Pertes non réalisés sur les titres de placement

 

Depuis 2022, les banques centrales, en particulier la Réserve fédérale américaine, ont adopté une politique de hausse agressive des taux directeurs afin de contrer l'inflation.

Lorsque les taux d'intérêt augmentent, la valeur des titres à taux fixe, tels que les obligations, baisse, car les nouveaux titres émis offrent des rendements plus attractifs.

Les banques qui détiennent ces titres subissent d'énormes pertes latentes, car leurs anciens titres sont désormais moins valorisés sur le marché.

Les titres "Held-to-Maturity" ne sont pas immédiatement impactés sur les bilans comptables, mais si une banque est obligée de vendre ces actifs avant leur maturité, elle devra réaliser ces pertes, ce qui pourrait conduire à des faillites, comme ce fut le cas pour la Silicon Valley Bank en 2023.

On constate clairement comment le risque qui pèse sur le marché obligataire américain se transforme en un risque bancaire d'une ampleur encore plus grande.

L'émission de dette chinoise va bien au-delà du simple domaine financier. Elle reflète la volonté de l'Arabie Saoudite de se distancer de l'influence américaine tout en consolidant ses relations avec la Chine. Cet acte marque également une étape importante dans la remise en question du système du Pétrodollar, instauré dans les années 1970, et ouvre la voie à des échanges en yuan. En se positionnant comme une nouvelle plateforme pour recycler la liquidité mondiale, Riyad propose aux investisseurs internationaux une alternative aux canaux financiers occidentaux. Ce mouvement s'inscrit dans une dynamique plus large de diversification des alliances économiques et sécuritaires des pays du Golfe, visant à réduire leur dépendance vis-à-vis de l'Occident.

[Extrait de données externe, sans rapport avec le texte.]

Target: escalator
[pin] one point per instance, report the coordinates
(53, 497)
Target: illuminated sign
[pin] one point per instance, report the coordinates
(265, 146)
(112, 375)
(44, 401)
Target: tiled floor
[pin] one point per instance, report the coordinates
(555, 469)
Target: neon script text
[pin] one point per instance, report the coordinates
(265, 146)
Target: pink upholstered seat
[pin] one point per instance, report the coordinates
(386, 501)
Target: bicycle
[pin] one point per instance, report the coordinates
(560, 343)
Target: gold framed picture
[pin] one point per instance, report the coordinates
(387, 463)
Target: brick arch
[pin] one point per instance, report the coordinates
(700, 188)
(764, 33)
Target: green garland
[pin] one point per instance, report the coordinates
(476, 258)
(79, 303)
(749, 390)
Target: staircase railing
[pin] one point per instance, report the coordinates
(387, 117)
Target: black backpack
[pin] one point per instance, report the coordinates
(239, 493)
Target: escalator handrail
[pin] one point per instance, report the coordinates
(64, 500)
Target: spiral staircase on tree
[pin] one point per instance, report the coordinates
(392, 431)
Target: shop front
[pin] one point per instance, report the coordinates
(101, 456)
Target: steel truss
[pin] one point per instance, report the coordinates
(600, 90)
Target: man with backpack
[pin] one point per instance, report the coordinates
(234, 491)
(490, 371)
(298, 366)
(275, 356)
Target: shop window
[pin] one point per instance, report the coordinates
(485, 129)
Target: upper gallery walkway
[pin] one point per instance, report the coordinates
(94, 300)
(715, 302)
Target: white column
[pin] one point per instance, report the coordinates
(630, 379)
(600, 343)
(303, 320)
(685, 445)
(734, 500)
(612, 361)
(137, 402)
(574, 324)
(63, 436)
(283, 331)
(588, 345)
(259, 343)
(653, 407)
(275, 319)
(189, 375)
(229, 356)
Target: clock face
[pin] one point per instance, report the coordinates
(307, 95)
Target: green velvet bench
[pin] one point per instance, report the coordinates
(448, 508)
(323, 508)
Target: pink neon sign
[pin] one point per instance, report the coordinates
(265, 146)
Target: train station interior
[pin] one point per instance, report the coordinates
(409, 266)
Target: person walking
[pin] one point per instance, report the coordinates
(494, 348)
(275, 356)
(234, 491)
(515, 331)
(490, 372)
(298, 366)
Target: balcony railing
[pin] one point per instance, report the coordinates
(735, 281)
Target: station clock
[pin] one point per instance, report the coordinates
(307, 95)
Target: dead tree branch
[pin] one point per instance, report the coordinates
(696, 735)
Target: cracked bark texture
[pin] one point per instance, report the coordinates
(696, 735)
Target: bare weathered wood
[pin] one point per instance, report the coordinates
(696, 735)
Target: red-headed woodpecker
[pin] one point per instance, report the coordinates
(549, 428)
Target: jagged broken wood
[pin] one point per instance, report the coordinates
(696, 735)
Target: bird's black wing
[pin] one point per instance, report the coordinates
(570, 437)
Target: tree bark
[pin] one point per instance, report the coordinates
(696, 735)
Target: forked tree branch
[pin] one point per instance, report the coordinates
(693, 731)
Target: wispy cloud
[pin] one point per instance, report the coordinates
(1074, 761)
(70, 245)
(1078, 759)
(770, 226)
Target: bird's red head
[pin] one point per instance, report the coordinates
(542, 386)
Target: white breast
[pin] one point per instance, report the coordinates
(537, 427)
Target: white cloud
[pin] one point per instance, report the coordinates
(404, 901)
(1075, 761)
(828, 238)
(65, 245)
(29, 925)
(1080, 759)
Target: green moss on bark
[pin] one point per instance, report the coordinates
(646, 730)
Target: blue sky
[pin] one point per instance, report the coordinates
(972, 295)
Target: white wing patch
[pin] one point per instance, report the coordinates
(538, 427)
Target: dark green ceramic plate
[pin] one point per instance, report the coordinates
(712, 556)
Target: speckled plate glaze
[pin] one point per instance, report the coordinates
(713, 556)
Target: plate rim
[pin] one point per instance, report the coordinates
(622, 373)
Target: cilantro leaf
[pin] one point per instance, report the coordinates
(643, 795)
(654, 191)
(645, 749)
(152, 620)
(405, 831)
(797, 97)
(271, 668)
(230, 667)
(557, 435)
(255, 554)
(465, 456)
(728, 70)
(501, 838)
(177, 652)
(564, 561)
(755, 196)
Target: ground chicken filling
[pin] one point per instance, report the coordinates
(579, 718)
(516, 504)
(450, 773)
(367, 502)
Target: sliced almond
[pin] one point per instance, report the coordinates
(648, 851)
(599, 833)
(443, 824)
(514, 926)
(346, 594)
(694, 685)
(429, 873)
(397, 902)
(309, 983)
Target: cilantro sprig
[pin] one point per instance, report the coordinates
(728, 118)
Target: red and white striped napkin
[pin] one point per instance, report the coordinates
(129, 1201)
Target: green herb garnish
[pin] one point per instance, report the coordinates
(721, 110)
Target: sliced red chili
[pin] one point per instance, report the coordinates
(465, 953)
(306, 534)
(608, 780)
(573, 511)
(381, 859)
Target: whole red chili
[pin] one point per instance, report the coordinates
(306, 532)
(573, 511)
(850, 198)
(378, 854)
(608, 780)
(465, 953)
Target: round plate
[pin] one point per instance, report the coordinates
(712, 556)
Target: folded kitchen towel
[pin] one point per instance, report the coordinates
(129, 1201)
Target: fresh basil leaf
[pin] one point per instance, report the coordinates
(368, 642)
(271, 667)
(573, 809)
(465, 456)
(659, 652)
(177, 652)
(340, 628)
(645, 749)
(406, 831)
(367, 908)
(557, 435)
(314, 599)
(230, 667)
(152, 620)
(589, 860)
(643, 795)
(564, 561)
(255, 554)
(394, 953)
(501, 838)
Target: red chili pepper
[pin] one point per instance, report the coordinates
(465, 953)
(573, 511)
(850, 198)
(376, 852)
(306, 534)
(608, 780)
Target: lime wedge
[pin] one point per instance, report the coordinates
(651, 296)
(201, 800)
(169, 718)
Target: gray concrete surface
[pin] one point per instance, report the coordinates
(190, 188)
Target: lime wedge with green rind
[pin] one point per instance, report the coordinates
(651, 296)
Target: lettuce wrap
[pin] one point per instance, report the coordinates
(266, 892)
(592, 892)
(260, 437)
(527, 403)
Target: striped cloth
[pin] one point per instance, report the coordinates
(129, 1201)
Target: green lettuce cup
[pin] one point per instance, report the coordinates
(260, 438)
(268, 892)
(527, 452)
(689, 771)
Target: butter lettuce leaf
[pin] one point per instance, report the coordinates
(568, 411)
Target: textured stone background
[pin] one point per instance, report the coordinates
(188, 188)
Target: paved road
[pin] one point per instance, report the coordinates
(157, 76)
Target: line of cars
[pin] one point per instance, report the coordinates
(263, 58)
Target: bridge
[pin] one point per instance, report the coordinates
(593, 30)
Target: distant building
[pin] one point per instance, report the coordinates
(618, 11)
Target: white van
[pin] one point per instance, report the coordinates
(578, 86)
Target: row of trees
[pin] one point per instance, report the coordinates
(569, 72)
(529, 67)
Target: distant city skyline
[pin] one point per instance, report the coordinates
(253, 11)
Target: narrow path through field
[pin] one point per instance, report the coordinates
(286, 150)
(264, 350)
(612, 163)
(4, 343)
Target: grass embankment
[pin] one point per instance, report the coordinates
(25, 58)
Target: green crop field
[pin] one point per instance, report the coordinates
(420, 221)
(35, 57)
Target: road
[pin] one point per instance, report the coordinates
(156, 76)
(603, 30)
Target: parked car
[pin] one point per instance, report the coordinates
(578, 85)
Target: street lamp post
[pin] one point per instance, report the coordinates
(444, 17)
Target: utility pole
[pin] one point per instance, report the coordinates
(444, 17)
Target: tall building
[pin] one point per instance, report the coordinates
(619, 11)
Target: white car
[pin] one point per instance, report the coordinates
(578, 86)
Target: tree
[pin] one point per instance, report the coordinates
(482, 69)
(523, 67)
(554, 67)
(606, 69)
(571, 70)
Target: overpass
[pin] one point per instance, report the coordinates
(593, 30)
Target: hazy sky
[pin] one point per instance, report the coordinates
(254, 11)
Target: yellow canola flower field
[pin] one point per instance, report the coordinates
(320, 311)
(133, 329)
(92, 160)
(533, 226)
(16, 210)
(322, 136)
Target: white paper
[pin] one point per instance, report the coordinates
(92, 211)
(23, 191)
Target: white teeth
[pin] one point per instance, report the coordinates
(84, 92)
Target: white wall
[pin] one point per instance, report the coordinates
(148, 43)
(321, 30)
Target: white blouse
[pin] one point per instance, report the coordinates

Ce rapprochement fait également partie de la stratégie chinoise lancée lors du sommet Chine-États arabes de 2022, avec Riyad jouant désormais un rôle clé dans l'Initiative Belt and Road (BRI). Les pays participants à la BRI, souvent endettés en dollars envers les institutions occidentales, peuvent désormais se tourner vers les financements chinois pour rembourser leurs dettes. En retour, la Chine est remboursée en yuan ou en ressources stratégiques, tout en permettant à ces pays de se libérer du piège de la dette en dollars et des sanctions financières américaines.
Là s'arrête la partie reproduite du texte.